Путь сквозь остатки сна Юкико к Черной Жемчужине убрал часть накопившейся энергии, но места было всего на пару вдохов. Я похлопала по знакомым изгибам своего тела, руки дрожали от холода Юкико.

«Абка Хехе? — черная Жемчужина подняла голову, повернулась ко мне, речная вода стекала с наростов вокруг ее глаз. Гул молитвы утих. — Нет. Ты — баку, — печаль и усталость звучали в словах, озвучивая годы одиночества, проведенные в ее темнице в пещере без солнца. Отсутствие гнева и утихшая песня показывали глубину горя Жемчужины. — Одного мучителя было мало?».

Рядом со мной появился силуэт мужчины. Он был в синей форме японской оккупации, был моложе и стоял прямее, чем при мне. Мое сердце подпрыгнуло. Папа? Но ответа не было, и призрак не стал плотным — это было воспоминание.

Разочарование крушило кости, держащие меня прямо, и я опустилась на колени. Конечно, папы тут не было. И это не была Аисака, Черная жемчужина лежала в Хэйлунцзяне. Папа говорил еще до ухудшения болезни, что во сне и смерти все одинаковы. Я только что в этом убедилась лично.

Черная Жемчужина встревожено водила головой, движение поднимало волны так, что мои колени промокли. Я вспомнила, как Улликеми открыл пасть и проглотил мою голову во сне, и как я отпустила его, разбив воспоминание о затхлом дыхании и тьме.

Так не должно быть каждый раз.

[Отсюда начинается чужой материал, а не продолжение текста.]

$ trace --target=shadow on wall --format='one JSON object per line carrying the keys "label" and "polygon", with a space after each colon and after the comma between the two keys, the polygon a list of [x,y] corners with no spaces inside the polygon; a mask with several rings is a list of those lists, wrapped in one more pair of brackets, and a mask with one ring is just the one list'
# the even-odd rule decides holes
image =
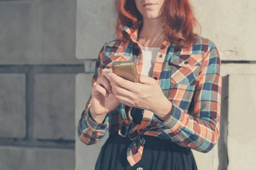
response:
{"label": "shadow on wall", "polygon": [[221,127],[218,142],[219,165],[218,170],[226,170],[228,164],[227,155],[227,133],[228,113],[229,76],[222,77]]}

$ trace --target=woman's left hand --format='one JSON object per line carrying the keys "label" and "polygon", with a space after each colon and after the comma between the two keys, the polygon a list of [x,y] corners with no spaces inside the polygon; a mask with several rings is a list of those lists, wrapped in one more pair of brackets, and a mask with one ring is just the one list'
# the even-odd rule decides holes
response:
{"label": "woman's left hand", "polygon": [[108,76],[113,94],[119,103],[150,110],[161,119],[171,110],[172,103],[153,78],[141,75],[139,82],[134,82],[113,73],[109,73]]}

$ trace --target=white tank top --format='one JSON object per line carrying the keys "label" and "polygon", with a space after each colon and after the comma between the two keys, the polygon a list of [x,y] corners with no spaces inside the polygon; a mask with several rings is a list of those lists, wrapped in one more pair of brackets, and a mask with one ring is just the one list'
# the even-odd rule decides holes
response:
{"label": "white tank top", "polygon": [[143,56],[143,64],[141,74],[152,77],[153,69],[157,55],[160,47],[148,47],[140,46]]}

Может, мне нужно было просто коснуться Черной Жемчужины во сне, как я делала в реальности. Я подвинулась ближе к реке на четвереньках.

«Позволь тебе помочь».

«Это ложь! Враг!» — хвост драконши взметнулся из воды. Я пригнулась, в лицо прилетели сгнившие листья, плававшие сверху. Огромный хвост миновал мою голову и обрушился на призрака папы. Он угас с тихим хлопком.

Я раздвинула руки, чтобы не пугать ее.

«Я Кои Авеовео Пирс Хераи, — сказала я, отчаянно называя Жемчужине свое имя. — Я — не мой отец. Я американка. Я встретила Совет всего два дня назад».

«Ты думаешь, я поверю тебе, когда враг в твоей тени?».

«Что?».

Появился другой силуэт, но не мерцающим призраком, а чернильной тьмой, погруженный в реку у берега. Его прикрывали ветки ивы, и его можно было не заметить, но он поплыл ближе. Теперь я это видела и не могла оторвать взгляд, потрясенная рябью на черном силуэте, похожем на человека. Сила текла из моих глаз и ушей как кровь цвета снега и направлялась к тени.

Пыл, гнев и сильная уверенность доносились от нее, поворачивая сон, чтобы тень была в центре всего.

Я это сюда не приводила.

Черная Жемчужина опустила голову, мышцы на ее спине напряглись.

«Нет! Прошу, останься», — я вошла глубже в реку, тянулась к переливающейся радугой черной чешуе ее пропадающего тела.

Покалывание электричества пронеслось по воде от тени, шипя, как кислота, вокруг моих колен. Тяжесть, ощущение чего-то массивного, словно собравшейся грозы, и река впереди уплывающей Жемчужины разлилась, разделяясь, словно там стоял Моисей со своим посохом. Невозможная стена воды поднялась перед драконшей. Высохшая земля заняла четверть мили. Черная Жемчужина резко остановилась на краю, где вода встречалась с воздухом.